The primary endpoint was the rate of effective castration (testosterone <1.73nmol/l) in relugolix patients between 4 and 24 wk of treatment. Secondary endpoints included rate of profound castration (testosterone <0.7nmol/l), prostate-specific antigen (PSA) levels, prostate volume, quality of life (QoL) assessed using the Aging Males’ Symptoms scale, and the European Organization for Research and Treatment of Cancer (EORTC) Quality of Life (30-item EORTC core questionnaire EORTC QLQ-C30 and 25-item EORTC prostate cancer module EORTC QLQ-PR25) questionnaires, and safety. No formal statistical comparisons with degarelix were planned.

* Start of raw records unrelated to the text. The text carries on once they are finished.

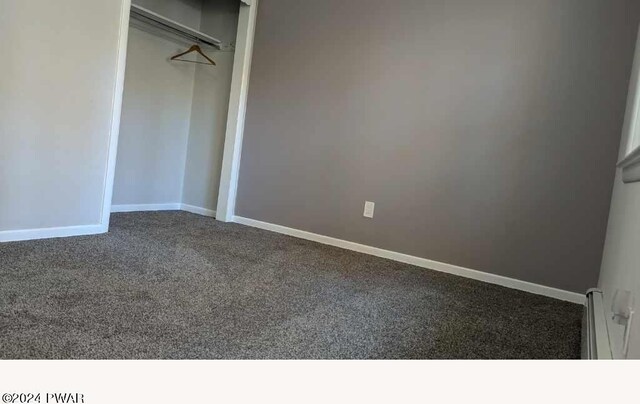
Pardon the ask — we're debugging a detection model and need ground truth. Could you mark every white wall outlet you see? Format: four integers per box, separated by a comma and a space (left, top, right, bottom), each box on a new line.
364, 201, 376, 219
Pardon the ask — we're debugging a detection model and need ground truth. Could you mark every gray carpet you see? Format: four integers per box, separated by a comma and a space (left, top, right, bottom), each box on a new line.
0, 212, 582, 359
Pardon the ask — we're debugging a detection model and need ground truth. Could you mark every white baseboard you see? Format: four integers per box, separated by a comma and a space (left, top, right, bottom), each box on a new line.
233, 216, 585, 304
0, 224, 107, 243
111, 203, 181, 213
180, 203, 216, 217
111, 203, 216, 217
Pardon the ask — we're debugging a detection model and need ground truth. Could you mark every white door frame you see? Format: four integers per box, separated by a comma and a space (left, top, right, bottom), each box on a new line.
100, 0, 258, 232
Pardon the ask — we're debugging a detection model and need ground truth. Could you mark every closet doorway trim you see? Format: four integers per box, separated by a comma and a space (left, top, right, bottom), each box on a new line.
100, 0, 258, 232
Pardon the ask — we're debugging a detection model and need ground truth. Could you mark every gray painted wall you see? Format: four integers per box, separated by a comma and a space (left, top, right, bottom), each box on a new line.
237, 0, 638, 292
0, 0, 121, 231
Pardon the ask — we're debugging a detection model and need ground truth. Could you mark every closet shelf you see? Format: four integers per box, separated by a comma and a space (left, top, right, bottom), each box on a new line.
131, 4, 223, 49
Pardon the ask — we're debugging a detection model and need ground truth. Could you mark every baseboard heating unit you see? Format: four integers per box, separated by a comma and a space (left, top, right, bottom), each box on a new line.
582, 289, 613, 359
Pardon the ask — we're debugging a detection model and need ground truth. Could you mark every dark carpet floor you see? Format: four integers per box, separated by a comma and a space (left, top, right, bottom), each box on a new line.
0, 212, 582, 359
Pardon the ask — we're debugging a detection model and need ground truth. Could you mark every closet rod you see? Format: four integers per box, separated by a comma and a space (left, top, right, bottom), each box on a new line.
131, 4, 223, 49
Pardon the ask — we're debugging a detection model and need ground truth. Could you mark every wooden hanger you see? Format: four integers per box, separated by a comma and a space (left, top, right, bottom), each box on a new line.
171, 45, 216, 66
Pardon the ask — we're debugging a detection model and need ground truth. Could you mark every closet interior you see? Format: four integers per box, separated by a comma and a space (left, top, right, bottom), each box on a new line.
112, 0, 240, 216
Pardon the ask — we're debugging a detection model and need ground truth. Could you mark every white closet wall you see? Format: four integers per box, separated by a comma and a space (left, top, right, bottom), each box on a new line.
113, 27, 195, 205
182, 0, 239, 210
113, 0, 239, 215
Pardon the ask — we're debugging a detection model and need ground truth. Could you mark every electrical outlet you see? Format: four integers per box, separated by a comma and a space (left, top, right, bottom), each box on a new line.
364, 201, 376, 219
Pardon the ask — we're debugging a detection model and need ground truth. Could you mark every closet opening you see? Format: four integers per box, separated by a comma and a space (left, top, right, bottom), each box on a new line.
103, 0, 257, 223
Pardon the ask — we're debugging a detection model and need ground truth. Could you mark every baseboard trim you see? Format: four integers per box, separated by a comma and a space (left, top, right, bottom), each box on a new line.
111, 203, 216, 217
180, 203, 216, 217
111, 203, 181, 213
0, 224, 107, 243
233, 216, 585, 304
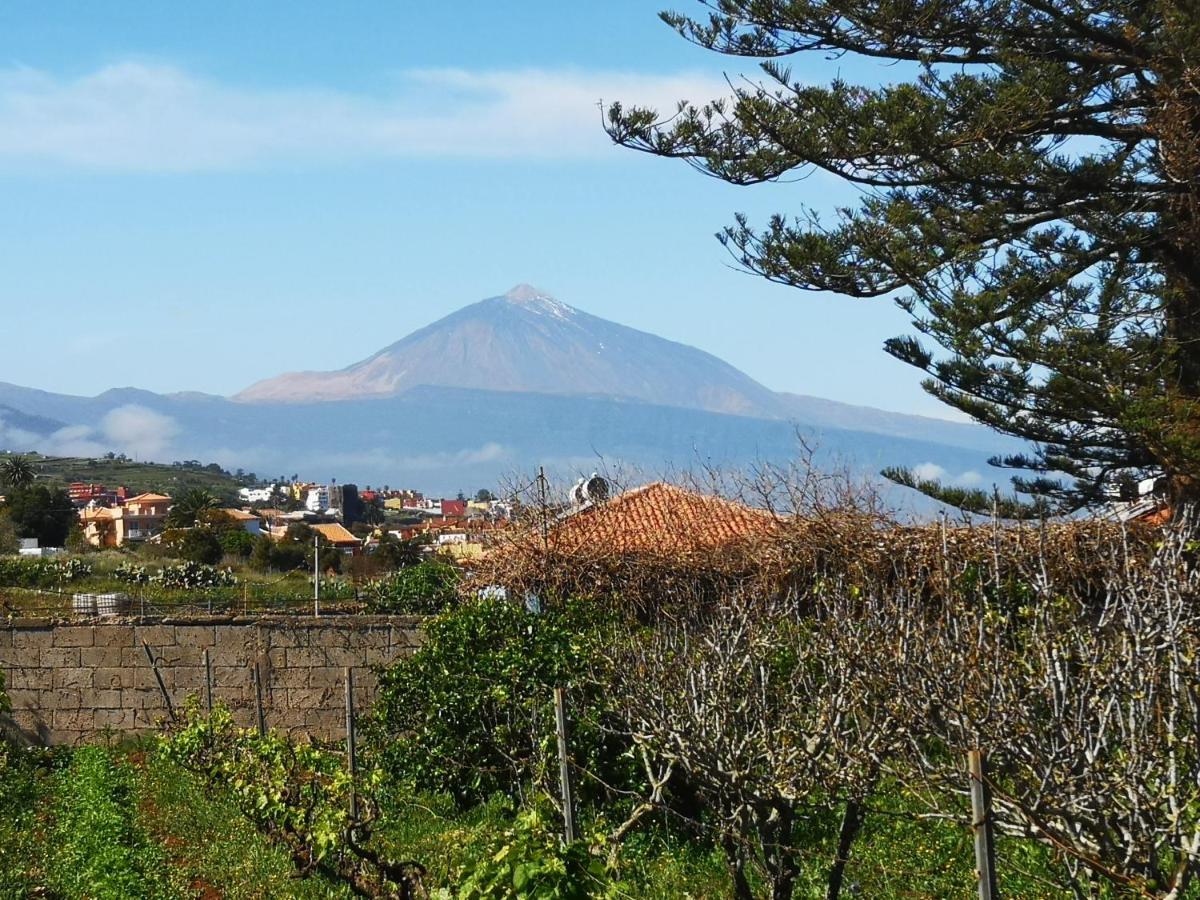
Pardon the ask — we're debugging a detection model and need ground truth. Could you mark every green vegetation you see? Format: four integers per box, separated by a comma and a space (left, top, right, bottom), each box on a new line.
47, 746, 182, 900
370, 599, 611, 805
608, 0, 1200, 510
362, 559, 460, 614
0, 454, 246, 500
0, 485, 76, 547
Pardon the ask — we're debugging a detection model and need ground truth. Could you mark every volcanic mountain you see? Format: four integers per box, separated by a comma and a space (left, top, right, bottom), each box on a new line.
234, 284, 788, 419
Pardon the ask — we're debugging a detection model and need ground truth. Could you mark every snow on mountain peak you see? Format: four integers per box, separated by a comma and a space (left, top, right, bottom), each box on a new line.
504, 284, 575, 319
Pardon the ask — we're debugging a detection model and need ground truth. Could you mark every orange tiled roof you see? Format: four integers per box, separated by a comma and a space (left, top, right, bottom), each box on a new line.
218, 509, 258, 522
550, 481, 775, 554
312, 522, 360, 546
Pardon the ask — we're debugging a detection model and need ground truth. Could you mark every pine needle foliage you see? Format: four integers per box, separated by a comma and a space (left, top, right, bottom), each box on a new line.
606, 0, 1200, 511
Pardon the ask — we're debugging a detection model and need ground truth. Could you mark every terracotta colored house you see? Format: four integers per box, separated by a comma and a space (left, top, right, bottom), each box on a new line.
79, 493, 170, 547
311, 522, 362, 553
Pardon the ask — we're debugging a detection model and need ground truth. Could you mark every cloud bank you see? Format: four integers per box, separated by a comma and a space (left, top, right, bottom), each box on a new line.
0, 403, 180, 462
0, 61, 728, 173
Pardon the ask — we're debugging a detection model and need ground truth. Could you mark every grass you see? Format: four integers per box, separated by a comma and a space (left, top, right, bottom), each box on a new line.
0, 746, 1067, 900
47, 746, 182, 900
0, 745, 53, 900
138, 755, 352, 900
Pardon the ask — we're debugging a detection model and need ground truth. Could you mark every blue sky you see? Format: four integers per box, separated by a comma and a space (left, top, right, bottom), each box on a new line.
0, 0, 947, 415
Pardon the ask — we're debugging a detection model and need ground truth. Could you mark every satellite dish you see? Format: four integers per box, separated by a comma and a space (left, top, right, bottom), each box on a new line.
571, 472, 608, 506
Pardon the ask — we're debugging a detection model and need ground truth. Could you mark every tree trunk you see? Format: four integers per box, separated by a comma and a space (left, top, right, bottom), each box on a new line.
721, 834, 754, 900
758, 803, 799, 900
826, 800, 866, 900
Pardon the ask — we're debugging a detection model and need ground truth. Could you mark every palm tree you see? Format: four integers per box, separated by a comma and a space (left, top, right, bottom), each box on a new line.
0, 456, 37, 490
167, 487, 221, 528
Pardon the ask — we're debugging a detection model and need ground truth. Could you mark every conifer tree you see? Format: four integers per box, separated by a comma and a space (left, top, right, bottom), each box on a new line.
606, 0, 1200, 511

Castration rates during treatment were 95% and 82% with relugolix and 89% and 68% with degarelix for 1.73 and 0.7nmol/l thresholds, respectively. Median time to castration in the relugolix arm was 4 d. During treatment, PSA levels and prostate volumes were reduced in both groups. Three months after discontinuing treatment, 52% of men on relugolix and 16% on degarelix experienced testosterone recovery (statistical significance of differences not tested). Mean and median QoL scores improved following treatment discontinuation. The most common adverse event was hot flush (relugolix 57%; degarelix 61%). Lack of blinding was a potential limitation.
Relugolix achieved testosterone suppression to castrate levels within days and maintained it over 24 wk with a safety profile consistent with its mechanism of action.
Oral once-daily relugolix may be a novel oral alternative to injectable androgen deprivation therapies.
The phase 2 study C27003 demonstrated relugolix, an oral gonadotropin-releasing hormone antagonist, achieves and maintains testosterone castration for 24wk in >90% of men with localised intermediate- and high-risk prostate cancer requiring neoadjuvant and/or adjuvant androgen deprivation therapy to external beam radiation therapy.